Press release from the issuing company

June 25, 2007 -- MINNETONKA, Minn. — Wallace Carlson Co. positions itself as a communication solutions provider with good reason.

"We do everything from small press one- and two-color work to six-color, 40-inch projects with coating," said Brian Turbeville, president.

The 47-employee company combines conventional and digital printing technologies, creative services and the transactional cross-platform efficiencies of the Internet to help manage its customers' printing and communications needs.

Serving the Twin Cities area more efficiently was the driving force behind the installation of a six-color Mitsubishi Diamond 3000S press.
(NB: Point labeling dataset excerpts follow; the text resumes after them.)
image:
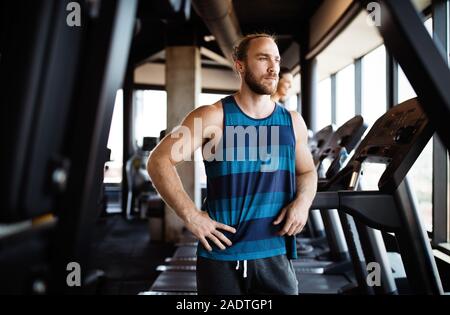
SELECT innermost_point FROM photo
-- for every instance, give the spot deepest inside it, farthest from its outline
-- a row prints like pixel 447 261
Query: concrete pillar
pixel 183 86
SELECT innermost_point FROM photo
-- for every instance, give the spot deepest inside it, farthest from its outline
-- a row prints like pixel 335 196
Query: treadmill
pixel 396 140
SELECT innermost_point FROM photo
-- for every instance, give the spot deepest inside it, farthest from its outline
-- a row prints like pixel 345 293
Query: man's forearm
pixel 168 184
pixel 306 188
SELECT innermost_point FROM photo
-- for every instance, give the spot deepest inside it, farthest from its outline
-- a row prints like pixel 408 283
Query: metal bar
pixel 422 61
pixel 414 245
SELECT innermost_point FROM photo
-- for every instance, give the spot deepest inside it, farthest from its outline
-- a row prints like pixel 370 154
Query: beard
pixel 258 87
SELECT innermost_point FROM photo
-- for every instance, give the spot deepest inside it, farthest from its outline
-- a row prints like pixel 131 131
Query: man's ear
pixel 239 66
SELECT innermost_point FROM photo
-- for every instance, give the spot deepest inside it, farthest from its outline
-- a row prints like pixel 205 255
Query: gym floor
pixel 124 251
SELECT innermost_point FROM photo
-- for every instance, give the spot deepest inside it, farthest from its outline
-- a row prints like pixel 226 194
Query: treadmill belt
pixel 175 281
pixel 185 251
pixel 321 284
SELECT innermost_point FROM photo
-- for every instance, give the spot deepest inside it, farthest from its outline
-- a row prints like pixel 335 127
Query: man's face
pixel 261 66
pixel 284 85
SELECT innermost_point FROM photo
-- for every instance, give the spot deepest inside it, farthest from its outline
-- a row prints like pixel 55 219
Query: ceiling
pixel 175 22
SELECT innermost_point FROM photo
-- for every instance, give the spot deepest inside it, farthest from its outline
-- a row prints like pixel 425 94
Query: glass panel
pixel 113 168
pixel 374 85
pixel 150 114
pixel 323 113
pixel 345 94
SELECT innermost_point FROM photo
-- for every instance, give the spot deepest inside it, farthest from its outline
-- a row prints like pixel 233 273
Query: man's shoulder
pixel 212 113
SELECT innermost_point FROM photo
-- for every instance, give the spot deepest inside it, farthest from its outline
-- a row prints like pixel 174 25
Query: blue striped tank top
pixel 249 180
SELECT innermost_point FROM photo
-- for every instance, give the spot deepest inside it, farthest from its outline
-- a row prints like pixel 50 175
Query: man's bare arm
pixel 173 150
pixel 296 213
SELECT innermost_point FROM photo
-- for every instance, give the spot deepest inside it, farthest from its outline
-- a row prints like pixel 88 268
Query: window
pixel 374 85
pixel 345 94
pixel 113 168
pixel 291 102
pixel 421 174
pixel 373 106
pixel 150 114
pixel 323 112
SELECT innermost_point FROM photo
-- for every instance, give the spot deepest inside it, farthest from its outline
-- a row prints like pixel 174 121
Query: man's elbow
pixel 152 164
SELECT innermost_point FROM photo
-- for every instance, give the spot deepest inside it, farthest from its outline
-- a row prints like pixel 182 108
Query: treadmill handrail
pixel 373 208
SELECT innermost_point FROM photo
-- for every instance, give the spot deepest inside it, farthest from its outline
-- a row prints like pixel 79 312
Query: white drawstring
pixel 245 268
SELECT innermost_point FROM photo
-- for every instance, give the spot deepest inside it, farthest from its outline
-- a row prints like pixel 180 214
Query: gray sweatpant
pixel 271 276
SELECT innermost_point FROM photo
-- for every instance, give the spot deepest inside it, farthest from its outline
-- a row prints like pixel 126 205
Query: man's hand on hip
pixel 203 227
pixel 295 215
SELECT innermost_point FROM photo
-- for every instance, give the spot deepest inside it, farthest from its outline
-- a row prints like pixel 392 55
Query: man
pixel 284 85
pixel 259 188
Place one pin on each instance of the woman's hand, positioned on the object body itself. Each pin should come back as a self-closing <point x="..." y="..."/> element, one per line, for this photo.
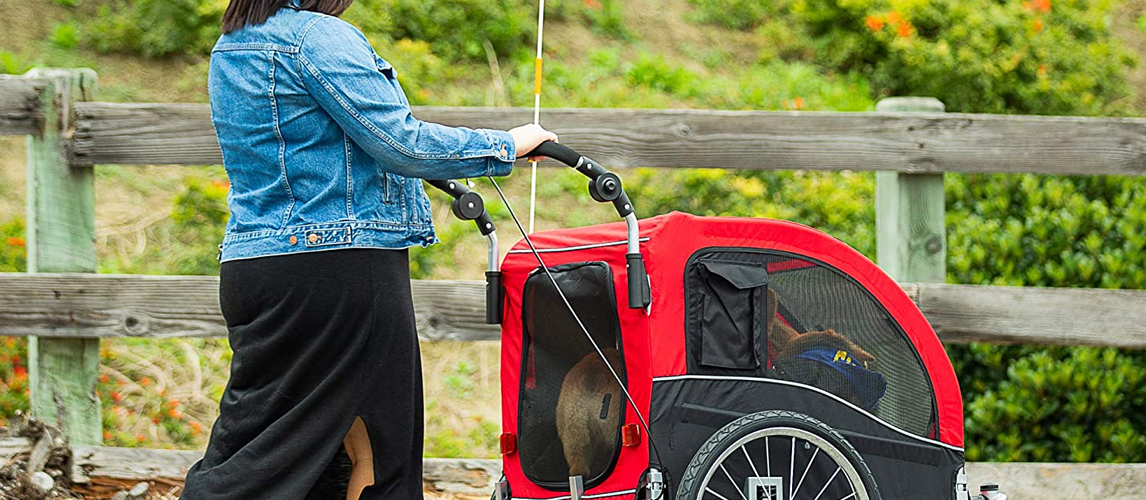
<point x="528" y="137"/>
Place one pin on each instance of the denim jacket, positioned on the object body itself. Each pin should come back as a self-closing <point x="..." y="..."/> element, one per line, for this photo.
<point x="320" y="146"/>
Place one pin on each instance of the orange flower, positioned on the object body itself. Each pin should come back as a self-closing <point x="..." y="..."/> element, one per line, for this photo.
<point x="873" y="23"/>
<point x="904" y="30"/>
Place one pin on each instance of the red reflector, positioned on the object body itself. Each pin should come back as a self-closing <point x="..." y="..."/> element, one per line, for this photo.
<point x="630" y="435"/>
<point x="508" y="444"/>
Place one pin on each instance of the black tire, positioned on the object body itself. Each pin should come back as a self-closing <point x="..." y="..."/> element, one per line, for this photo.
<point x="717" y="451"/>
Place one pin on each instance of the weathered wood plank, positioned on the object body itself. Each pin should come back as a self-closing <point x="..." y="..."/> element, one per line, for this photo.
<point x="147" y="133"/>
<point x="20" y="104"/>
<point x="1035" y="315"/>
<point x="1062" y="481"/>
<point x="61" y="239"/>
<point x="78" y="305"/>
<point x="910" y="223"/>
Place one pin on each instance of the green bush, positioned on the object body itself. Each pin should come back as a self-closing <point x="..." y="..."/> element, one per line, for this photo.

The printer's first Mitsubishi press replaced a 17-year-old press, also a six-color, 40-inch machine equipped with an aqueous coater.

"The existing press produced fantastic print quality, but it was older and slower," Turbeville recalled. "It was getting difficult to keep up with the increasing orders. We originally considered adding a third shift to accommodate our workload."

Turbeville had taken note of the number of Mitsubishi presses that other local printers had installed in recent years. Good references definitely played a role in his decision to buy the Diamond 3000S, he said.

"We were aware that Mitsubishi was making its presence known in the Twin Cities," Turbeville said. "The popularity of the presses, based on the installations that have occurred in the past five years, encouraged us to take a serious look at Mitsubishi. We talked to 'friendly competitors' about the presses. They told us the quality was as good as other manufacturers' presses. We also found the Mitsubishi press to offer much better value than our previous presses."

Lightning Printing Inc. dba Wallace Carlson Co. is the official name for Turbeville's company.

"I had a successful one- and two-color printing company that I started in a garage 24 years ago, running AB Dick 360 presses," Turbeville explained.

By 2005, Lightning Printing reached $2 million in annual sales. That same year, Turbeville acquired the assets of Wallace Carlson, then a $3.8 million company.

The combined operation generated $6.4 million in revenues in 2006. Turbeville budgeted revenues of $7 million for 2007.

Wallace Carlson is on track to meet its sales projection, according to Turbeville.

"We have been running the new press for three months and already have printed 9 million impressions," he said. "Two big runs accounted for 1.5 million impressions, but the remaining jobs averaged 5,000 to 10,000 impressions."

In fact, print demand has been so strong that the company elected to add a third shift anyway, despite the improvement in productivity.

Wallace Carlson currently operates around the clock, five days a week. The 36,000-square-foot facility provides creative graphic design, full bindery and finishing services, fulfillment and mailing, and web-based digital asset management. The printer's commercial products include annual reports, brochures, catalogs, manuals and booklets.

The pressroom houses, in addition to the Mitsubishi press, a two-color, 40-inch perfector and a six-color, 29-inch perfector with coater.

"Compared to the press it replaced, the Mitsubishi press delivers 60 percent more production," Turbeville said. "We went from an hour and 15 minutes to set up the press to a 20-minute setup."